From b8e42535e4449bd602b8ccc76b754a58f18a22f6 Mon Sep 17 00:00:00 2001
From: Josh Story <story@hey.com>
Date: Sat, 16 Apr 2022 10:37:16 -0700
Subject: [PATCH 5/5] use ternay rather than property lookup

---
 .../src/server/ReactDOMServerFormatConfig.js          | 11 +++--------
 1 file changed, 3 insertions(+), 8 deletions(-)

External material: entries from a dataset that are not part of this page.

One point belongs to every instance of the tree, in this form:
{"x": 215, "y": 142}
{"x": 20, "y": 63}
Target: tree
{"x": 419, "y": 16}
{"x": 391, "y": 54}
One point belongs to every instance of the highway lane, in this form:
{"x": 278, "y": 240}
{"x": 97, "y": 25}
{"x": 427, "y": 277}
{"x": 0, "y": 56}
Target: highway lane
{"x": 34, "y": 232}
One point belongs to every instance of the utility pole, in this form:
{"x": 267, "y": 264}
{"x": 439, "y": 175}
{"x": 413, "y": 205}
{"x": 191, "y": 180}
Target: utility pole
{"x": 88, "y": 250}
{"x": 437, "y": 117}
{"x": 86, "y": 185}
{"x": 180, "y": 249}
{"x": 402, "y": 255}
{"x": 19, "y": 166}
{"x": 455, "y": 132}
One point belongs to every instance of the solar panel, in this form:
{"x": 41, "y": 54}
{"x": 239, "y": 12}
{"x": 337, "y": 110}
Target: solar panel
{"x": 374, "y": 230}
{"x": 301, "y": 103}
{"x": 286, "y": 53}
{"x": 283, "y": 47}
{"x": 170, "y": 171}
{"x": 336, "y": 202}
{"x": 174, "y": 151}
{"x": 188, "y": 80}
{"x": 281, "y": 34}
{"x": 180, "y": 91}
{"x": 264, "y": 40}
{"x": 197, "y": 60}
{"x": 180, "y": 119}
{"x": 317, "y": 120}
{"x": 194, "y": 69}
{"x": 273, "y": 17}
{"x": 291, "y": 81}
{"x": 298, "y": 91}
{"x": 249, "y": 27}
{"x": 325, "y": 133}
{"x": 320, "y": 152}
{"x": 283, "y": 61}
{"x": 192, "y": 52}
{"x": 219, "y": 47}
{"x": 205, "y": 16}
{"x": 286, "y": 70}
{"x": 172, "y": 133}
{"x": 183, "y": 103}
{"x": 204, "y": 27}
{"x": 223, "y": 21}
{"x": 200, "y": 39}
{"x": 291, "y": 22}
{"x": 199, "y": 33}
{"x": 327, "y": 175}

diff --git a/packages/react-dom/src/server/ReactDOMServerFormatConfig.js b/packages/react-dom/src/server/ReactDOMServerFormatConfig.js
index b0bcba20618d..f41abe26cfff 100644
--- a/packages/react-dom/src/server/ReactDOMServerFormatConfig.js
+++ b/packages/react-dom/src/server/ReactDOMServerFormatConfig.js
@@ -84,19 +84,14 @@ const startModuleSrc = stringToPrecomputedChunk('<script type="module" src="');
 const endAsyncScript = stringToPrecomputedChunk('" async=""></script>');
 
 const scriptRegex = /(<\/|<)(s)(cript)/gi;
-const substitutions = {
-  s: '\\u0073',
-  S: '\\u0053',
-};
+const scriptReplacer = (match, prefix, s, suffix) =>
+  `${prefix}${s === 's' ? '\\u0073' : '\\u0053'}${suffix}`;
 
 function escapeBootstrapScriptContent(scriptText) {
   if (__DEV__) {
     checkHtmlStringCoercion(scriptText);
   }
-  return ('' + scriptText).replace(
-    scriptRegex,
-    (match, prefix, s, suffix) => `${prefix}${substitutions[s]}${suffix}`,
-  );
+  return ('' + scriptText).replace(scriptRegex, scriptReplacer);
 }
 
 // Allows us to keep track of what we've already written so we can refer back to it.